The council proposes to build it as part of a joint venture with developer Peet.
The Logan Central park will be built at Logan Gardens.
Flagstone is a five minute drive from Jimboomba, with Logan River Parklands near Beenleigh and Eagleby.
Sites for the new parks were selected after an independent feasibilty study.
Parks chairwoman Jennie Breene said Logan River Parklands was among the sites assessed but did not score as highly under the selection criteria as Logan Gardens.
The study found the site would be more expensive to build and maintain than the chosen site.
Cr Breene said she was disappointed for residents in her division.
“I understand the community had high hopes for a water play area after the suspended mayor made a commitment in 2016 to the people of Division 12,” Cr Breene told Tuesday’s Logan City Council meeting.
“However due to the constraints of this site, to build a water play area at Logan River Parklands would have required allocating a huge part of the budget to civil works and site preparation.”

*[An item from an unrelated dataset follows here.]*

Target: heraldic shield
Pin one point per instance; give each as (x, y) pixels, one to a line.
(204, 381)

Acting deputy mayor Trevina Schwarz sympathised. “I feel for you,” she said.
Cr Russell Lutton said a water play park was much needed in Logan Central.
“It’s 20 years since we had to close the pool at Woodridge … people still talk to me about that,” he said.
John Freeman, a former Logan mayor who ran the city from 2000-2006 and was a mayoral candidate in the 2016 election campaign, was in the public gallery as an observer.
He said there was a lesson to be learned for those who ran in the mayoral race at the next council elections in March 2020.
“It’s all right to have ideas and make promises but not without making a business case and having it fully costed,” he said.
Mr Freeman said he had no doubt campaigning had already begun for the next election.
Asked whether he intended to run again in the race for mayor, he said: “That’s something to think about. Ask me again in January.”
Cr Smith faces charges of official perjury and corruption arising from the Crime and Corruption Commission’s Operation Belcarra. He has been suspended. He has vowed to fight the charges.